Genç adamlardan biri oldukça tereddütlü görünüyordu. Üçü Cedar City’deki birini kurtarmayı planlıyorlardı.
“Otara, eğer gitmek istemiyorsan, şimdi gidebilirsin. Ne olursa olsun, kız kardeşimi kurtarmalıyım!”
Mary isimli bu kadın kararlı bir tonda konuşuyordu. Kız kardeşini özgürleştirmeden Cedar City’den ayrılamazdı.
Diğer iki adam sonunda çenelerini sıkmadan önce birbirlerine baktılar. “O zaman deneyeceğiz. Bir şeyler ters giderse hemen geri çekiliriz. Sonuçta Cedar City’de mahsur kalmamalıyız!”
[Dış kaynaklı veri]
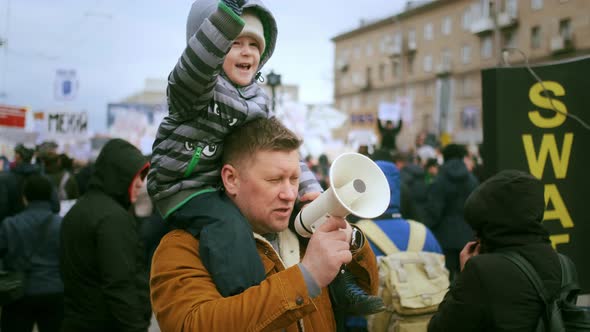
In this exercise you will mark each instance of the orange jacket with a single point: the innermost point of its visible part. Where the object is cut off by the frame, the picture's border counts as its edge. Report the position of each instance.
(184, 297)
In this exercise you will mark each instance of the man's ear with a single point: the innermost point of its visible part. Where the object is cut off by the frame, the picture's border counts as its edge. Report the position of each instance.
(229, 176)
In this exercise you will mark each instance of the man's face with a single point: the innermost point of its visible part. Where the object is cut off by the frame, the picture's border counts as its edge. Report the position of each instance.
(241, 63)
(135, 187)
(266, 189)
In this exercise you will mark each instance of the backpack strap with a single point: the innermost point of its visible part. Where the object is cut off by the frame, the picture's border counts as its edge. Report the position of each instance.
(534, 278)
(377, 236)
(417, 236)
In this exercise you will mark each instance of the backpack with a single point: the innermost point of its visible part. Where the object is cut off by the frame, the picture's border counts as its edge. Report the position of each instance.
(561, 313)
(412, 283)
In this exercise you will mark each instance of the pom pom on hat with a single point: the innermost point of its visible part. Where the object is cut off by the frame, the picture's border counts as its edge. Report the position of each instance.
(254, 29)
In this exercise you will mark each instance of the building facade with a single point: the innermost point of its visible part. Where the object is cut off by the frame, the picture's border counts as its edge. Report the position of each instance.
(428, 60)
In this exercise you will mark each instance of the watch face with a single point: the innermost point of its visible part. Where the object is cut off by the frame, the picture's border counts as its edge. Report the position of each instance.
(355, 240)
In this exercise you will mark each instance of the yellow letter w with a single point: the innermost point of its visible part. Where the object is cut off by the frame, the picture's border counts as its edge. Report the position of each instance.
(548, 147)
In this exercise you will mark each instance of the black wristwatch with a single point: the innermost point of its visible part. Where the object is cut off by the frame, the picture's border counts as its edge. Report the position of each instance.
(357, 239)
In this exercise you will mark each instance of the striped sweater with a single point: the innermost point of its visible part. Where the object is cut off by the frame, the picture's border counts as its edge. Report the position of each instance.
(204, 106)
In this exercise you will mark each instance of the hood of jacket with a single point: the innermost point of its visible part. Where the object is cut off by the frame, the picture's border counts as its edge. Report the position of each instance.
(116, 166)
(454, 169)
(507, 210)
(393, 179)
(202, 9)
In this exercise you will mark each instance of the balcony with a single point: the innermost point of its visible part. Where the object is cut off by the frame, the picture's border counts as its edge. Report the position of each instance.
(394, 50)
(411, 46)
(342, 66)
(443, 69)
(507, 20)
(561, 44)
(482, 25)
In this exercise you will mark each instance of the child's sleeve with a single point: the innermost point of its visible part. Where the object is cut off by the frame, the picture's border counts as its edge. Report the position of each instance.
(191, 82)
(307, 181)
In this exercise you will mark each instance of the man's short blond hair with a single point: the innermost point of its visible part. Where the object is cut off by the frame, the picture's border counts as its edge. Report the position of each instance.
(261, 134)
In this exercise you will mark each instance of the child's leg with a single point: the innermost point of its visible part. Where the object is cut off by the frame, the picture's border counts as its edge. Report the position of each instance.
(226, 242)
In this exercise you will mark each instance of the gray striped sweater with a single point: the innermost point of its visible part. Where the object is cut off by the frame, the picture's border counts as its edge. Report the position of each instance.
(204, 106)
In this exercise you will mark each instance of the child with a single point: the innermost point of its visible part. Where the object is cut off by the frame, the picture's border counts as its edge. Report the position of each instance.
(211, 90)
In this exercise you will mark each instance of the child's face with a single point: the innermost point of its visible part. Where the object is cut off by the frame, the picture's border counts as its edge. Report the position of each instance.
(241, 63)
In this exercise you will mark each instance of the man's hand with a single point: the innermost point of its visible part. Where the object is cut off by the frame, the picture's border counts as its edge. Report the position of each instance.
(327, 250)
(309, 197)
(235, 5)
(471, 249)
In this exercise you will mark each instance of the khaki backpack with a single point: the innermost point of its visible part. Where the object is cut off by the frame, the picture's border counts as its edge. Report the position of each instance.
(412, 283)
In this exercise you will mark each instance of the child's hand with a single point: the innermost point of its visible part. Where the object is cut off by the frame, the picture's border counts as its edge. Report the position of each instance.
(235, 5)
(471, 249)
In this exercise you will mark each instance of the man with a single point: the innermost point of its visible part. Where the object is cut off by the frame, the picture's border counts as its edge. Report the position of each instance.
(491, 293)
(29, 242)
(102, 260)
(444, 207)
(260, 174)
(11, 183)
(392, 227)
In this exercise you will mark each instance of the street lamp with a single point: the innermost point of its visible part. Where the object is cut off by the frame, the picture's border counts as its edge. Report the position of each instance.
(273, 80)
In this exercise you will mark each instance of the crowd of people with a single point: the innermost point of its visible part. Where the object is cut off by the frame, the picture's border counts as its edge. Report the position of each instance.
(200, 234)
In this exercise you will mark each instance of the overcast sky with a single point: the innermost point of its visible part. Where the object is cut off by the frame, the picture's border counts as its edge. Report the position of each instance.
(114, 45)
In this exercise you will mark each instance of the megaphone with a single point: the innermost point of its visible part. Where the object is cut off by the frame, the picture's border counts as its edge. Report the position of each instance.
(357, 186)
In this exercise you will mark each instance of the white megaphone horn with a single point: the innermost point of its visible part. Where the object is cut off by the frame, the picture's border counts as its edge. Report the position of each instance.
(357, 186)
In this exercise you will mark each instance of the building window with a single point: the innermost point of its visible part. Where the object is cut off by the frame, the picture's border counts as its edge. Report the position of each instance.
(447, 25)
(510, 38)
(356, 103)
(512, 8)
(369, 49)
(411, 58)
(466, 19)
(466, 54)
(384, 44)
(446, 58)
(484, 9)
(428, 31)
(536, 4)
(466, 87)
(397, 42)
(428, 89)
(565, 29)
(412, 39)
(427, 63)
(486, 47)
(535, 37)
(396, 68)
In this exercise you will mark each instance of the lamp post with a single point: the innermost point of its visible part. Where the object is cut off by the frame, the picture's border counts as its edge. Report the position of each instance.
(273, 80)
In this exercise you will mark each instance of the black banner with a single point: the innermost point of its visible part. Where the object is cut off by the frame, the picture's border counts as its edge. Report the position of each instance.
(525, 129)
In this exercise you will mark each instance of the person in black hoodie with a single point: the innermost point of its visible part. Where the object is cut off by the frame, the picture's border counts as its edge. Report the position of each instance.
(491, 293)
(102, 258)
(444, 206)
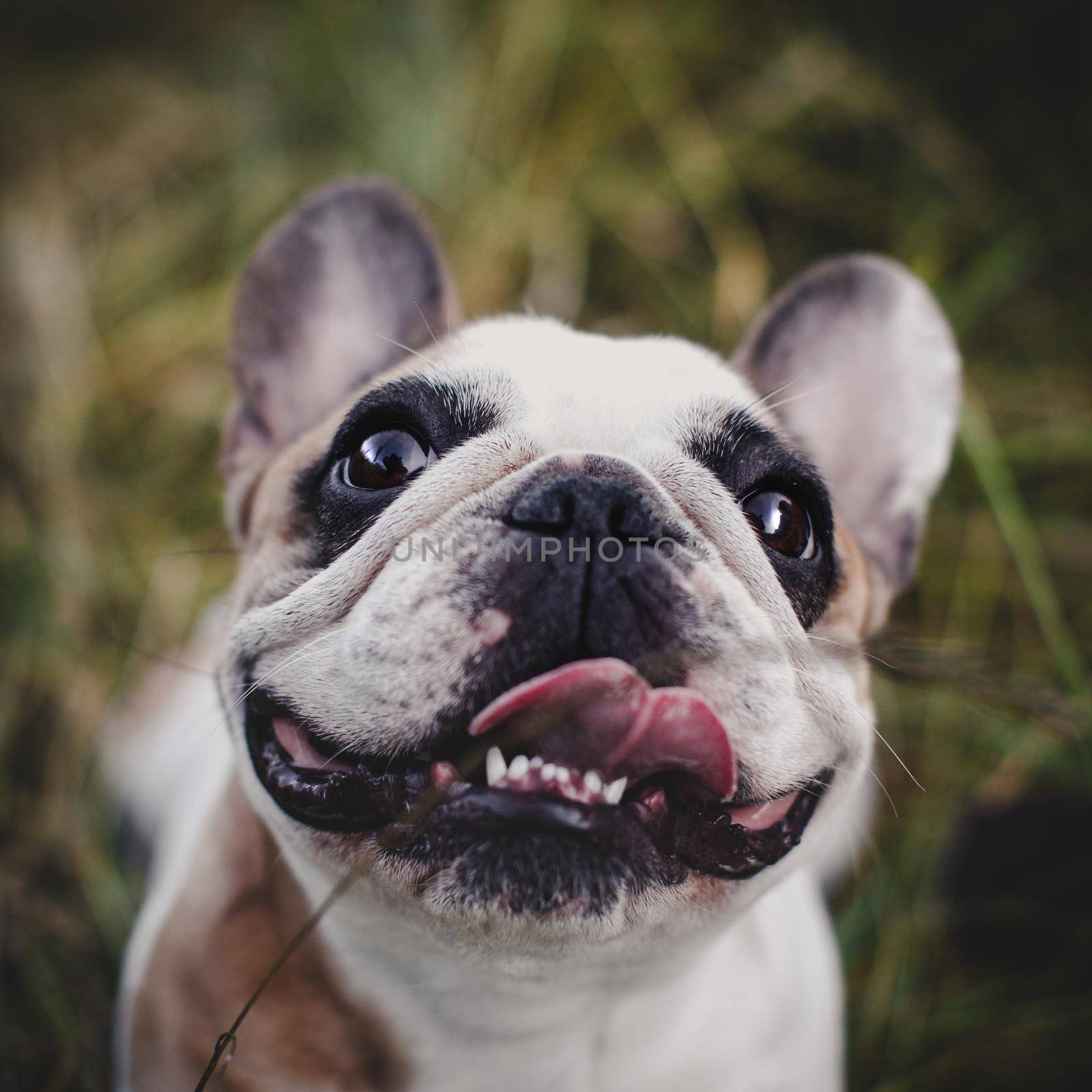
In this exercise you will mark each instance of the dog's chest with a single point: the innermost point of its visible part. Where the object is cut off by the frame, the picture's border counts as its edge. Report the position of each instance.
(759, 1008)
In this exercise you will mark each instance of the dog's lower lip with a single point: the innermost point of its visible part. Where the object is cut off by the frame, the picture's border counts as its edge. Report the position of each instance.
(415, 802)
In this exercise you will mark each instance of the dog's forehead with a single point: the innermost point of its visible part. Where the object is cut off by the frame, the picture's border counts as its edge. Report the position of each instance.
(579, 390)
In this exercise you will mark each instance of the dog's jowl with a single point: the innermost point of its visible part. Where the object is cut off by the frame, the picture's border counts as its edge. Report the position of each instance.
(549, 642)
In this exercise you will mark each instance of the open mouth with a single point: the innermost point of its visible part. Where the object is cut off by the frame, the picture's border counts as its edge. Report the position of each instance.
(582, 769)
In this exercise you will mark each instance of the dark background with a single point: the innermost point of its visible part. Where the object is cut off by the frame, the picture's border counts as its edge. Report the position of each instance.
(631, 167)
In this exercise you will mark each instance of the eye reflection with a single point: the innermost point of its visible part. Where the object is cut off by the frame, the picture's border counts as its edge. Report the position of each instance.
(781, 522)
(387, 460)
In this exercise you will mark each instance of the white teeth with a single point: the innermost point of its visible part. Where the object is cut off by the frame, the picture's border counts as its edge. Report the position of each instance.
(497, 773)
(495, 766)
(613, 793)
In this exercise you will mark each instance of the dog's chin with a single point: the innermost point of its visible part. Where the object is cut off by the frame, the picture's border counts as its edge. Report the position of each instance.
(511, 828)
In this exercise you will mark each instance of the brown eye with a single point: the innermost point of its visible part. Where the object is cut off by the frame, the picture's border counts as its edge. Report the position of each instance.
(782, 523)
(387, 460)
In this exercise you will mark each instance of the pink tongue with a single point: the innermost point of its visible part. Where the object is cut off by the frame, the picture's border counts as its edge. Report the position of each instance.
(600, 715)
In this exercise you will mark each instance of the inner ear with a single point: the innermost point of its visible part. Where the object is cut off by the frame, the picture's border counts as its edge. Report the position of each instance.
(859, 364)
(344, 287)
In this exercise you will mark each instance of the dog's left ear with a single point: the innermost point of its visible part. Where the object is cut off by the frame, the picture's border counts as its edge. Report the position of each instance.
(345, 285)
(863, 371)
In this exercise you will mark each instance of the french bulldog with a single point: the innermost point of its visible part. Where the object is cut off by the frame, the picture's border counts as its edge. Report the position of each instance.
(547, 647)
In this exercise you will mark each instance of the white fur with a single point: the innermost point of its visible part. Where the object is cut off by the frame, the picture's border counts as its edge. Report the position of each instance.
(680, 990)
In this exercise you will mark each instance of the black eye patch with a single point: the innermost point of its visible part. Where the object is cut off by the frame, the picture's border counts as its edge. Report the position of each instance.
(440, 414)
(748, 458)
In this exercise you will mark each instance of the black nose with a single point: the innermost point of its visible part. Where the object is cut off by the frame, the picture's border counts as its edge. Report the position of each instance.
(579, 507)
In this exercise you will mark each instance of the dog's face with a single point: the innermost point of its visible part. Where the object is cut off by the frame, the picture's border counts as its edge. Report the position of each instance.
(553, 631)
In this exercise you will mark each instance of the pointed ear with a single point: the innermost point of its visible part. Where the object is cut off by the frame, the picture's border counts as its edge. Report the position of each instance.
(341, 289)
(867, 382)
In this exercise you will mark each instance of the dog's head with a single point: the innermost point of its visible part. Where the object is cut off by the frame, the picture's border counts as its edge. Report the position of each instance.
(555, 631)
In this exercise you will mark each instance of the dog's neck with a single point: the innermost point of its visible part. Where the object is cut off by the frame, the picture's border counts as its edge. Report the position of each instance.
(644, 1018)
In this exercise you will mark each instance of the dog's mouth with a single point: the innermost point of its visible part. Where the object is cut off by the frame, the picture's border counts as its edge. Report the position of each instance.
(587, 764)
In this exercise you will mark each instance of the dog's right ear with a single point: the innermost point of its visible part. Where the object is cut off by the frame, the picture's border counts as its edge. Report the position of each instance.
(342, 287)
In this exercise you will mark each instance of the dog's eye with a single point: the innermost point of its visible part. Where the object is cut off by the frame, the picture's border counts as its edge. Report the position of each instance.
(387, 460)
(782, 523)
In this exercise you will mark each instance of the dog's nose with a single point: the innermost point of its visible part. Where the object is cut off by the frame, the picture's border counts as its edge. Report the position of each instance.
(580, 507)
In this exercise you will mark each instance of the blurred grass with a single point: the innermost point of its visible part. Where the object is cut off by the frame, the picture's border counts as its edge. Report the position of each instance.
(631, 167)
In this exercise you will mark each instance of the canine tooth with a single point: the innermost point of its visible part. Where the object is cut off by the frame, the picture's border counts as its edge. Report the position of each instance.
(613, 793)
(495, 766)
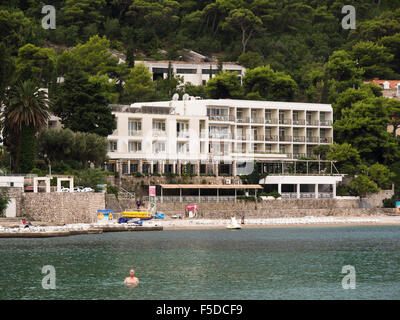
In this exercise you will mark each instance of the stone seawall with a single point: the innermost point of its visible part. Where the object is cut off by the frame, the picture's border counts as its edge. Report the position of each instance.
(62, 207)
(267, 208)
(276, 209)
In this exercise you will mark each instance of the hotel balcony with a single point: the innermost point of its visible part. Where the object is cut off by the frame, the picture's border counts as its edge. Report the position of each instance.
(257, 137)
(243, 137)
(299, 139)
(183, 135)
(219, 135)
(299, 155)
(312, 122)
(243, 120)
(221, 118)
(285, 121)
(159, 134)
(257, 120)
(299, 122)
(135, 133)
(271, 121)
(285, 138)
(325, 140)
(312, 139)
(271, 138)
(325, 123)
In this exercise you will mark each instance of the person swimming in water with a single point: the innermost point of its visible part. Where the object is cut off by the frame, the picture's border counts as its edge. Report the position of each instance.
(131, 281)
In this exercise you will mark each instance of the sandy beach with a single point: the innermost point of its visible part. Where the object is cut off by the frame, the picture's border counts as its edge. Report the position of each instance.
(188, 224)
(177, 224)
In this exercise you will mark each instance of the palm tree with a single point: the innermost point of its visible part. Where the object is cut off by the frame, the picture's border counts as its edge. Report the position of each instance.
(26, 112)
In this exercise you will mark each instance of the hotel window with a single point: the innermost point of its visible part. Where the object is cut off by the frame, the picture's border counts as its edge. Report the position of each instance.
(134, 146)
(134, 126)
(182, 127)
(186, 71)
(217, 112)
(112, 146)
(182, 148)
(158, 126)
(158, 147)
(308, 117)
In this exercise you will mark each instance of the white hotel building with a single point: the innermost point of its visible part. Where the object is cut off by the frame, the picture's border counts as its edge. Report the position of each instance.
(225, 137)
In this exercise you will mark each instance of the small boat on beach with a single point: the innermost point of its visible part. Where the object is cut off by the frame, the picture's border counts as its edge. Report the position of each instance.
(234, 225)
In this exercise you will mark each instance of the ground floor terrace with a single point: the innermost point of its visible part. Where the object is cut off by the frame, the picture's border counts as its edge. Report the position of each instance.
(302, 186)
(200, 193)
(227, 168)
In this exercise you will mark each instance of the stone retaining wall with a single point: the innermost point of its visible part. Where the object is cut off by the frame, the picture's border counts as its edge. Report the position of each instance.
(62, 207)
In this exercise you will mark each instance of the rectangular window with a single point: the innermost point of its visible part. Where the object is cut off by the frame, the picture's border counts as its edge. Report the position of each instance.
(158, 126)
(186, 71)
(158, 147)
(134, 127)
(112, 146)
(134, 146)
(207, 71)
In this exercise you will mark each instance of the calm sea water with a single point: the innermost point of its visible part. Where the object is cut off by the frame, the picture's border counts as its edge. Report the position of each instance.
(276, 263)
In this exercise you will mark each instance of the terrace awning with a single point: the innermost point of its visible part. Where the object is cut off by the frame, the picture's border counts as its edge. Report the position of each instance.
(211, 186)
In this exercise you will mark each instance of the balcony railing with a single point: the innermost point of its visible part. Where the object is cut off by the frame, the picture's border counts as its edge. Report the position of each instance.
(257, 137)
(257, 120)
(243, 120)
(271, 121)
(159, 133)
(219, 135)
(285, 138)
(135, 133)
(299, 139)
(271, 138)
(221, 118)
(312, 122)
(325, 122)
(325, 140)
(285, 121)
(242, 137)
(299, 122)
(312, 139)
(299, 155)
(183, 134)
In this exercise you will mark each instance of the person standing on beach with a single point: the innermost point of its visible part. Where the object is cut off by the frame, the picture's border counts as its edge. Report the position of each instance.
(131, 281)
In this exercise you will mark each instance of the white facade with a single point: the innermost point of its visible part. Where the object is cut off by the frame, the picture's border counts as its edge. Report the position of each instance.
(195, 73)
(12, 181)
(304, 186)
(215, 131)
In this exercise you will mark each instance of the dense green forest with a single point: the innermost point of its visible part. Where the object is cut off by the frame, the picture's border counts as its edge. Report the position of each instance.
(295, 50)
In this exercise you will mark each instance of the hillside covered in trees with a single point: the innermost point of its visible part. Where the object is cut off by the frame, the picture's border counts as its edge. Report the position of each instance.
(295, 50)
Otara gıcırdayan dişlerinin arasından konuştu.
“Tamam, şimdi içeri gireceğiz.”
Mary’nin de yardıma ihtiyacı vardı. Kız kardeşini tek başına kurtarmak istemek bir delinin planından farklı değildi.
Bu nedenle üçü sıradan insanlar kılığına girdiler ve korudan çıkıp Cedar City’ye doğru yürüdüler. Arkalarında onları uzaktan takip eden figürü hiç fark etmediler.
Mary, Cedar City’ye girdikten sonra Cedar City’deki durumu önceden çözmüş görünüyordu. Böylece yumuşak bir sesle şöyle dedi: “Orsato’nun soyunun Altın Piton olması nedeniyle, her ay inanılmaz sayıda kadına ihtiyaç duyuyor. Üstelik yakaladığı sayısız kadını barındırdığı bir yer inşa etti. Burası şehrin batısında. Güvenlik ortalık nispeten gevşek, bu yüzden şimdi gideceğiz.”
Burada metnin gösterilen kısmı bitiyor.